Report: Obama Weighed Military Decisions Against Political Concerns

Report: Obama Weighed Military Decisions Against Political Concerns

As the scheduled 2014 draw-down of U.S. troops in Afghanistan draws closer, a report of how Obama leaned on a select group of political operatives for foreign policy decisions–including decisions relating to Afghanistan–has been released.

This report seems to confirm fears that Obama has approached foreign policy in ways similar to those followed by Presidents John F. Kennedy and Lyndon Baines Johnson during the Vietnam War. Like JFK, Obama had a brain trust through whom all decisions were “funneled.” And like LBJ, decisions were then made (or not made) based on how they would impact the political climate at home. 

According to the report, during Obama’s first term: 

The president had a truly disturbing habit of funneling major foreign policy decisions through a small cabal of relatively inexperienced White House advisors whose turf was strictly politics. Their primary concern was how any given action in Afghanistan or the Middle East would play on the nightly news, or which talking point it would give Republicans.

Because this tact was followed, promises of a 2014 troop draw-down have been promulgated to appease Americans who are tired of war.
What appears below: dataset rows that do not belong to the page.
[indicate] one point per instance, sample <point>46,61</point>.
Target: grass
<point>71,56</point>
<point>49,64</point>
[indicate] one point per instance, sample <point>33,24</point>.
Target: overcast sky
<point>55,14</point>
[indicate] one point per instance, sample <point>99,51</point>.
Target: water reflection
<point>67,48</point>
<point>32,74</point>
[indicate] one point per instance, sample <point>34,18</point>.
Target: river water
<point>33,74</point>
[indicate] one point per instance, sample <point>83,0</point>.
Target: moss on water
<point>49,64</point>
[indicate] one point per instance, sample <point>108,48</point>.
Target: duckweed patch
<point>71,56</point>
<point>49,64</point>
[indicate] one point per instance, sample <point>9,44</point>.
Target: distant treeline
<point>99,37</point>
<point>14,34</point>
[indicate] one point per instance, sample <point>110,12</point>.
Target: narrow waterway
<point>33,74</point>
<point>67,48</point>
Yet the reality is that an undetermined number of troops, special forces, drones, and operators will remain in Afghanistan long after 2014. 

In saying one thing but doing another, the Obama administration has told the American people exactly what they want to hear, just as LBJ did from 1963 until the TET Offensive in January 1968. And because of this, the war in Afghanistan will still be there for the next administration to end, just as LBJ left Vietnam for Richard Nixon to deal with. 

As the report says, what is perceived as foreign policy prowess on Obama’s part is really not so much “about accomplishments in Afghanistan or the Middle East” as it is “with how U.S. actions in that region have been reshaped to accommodate partisan political concerns.”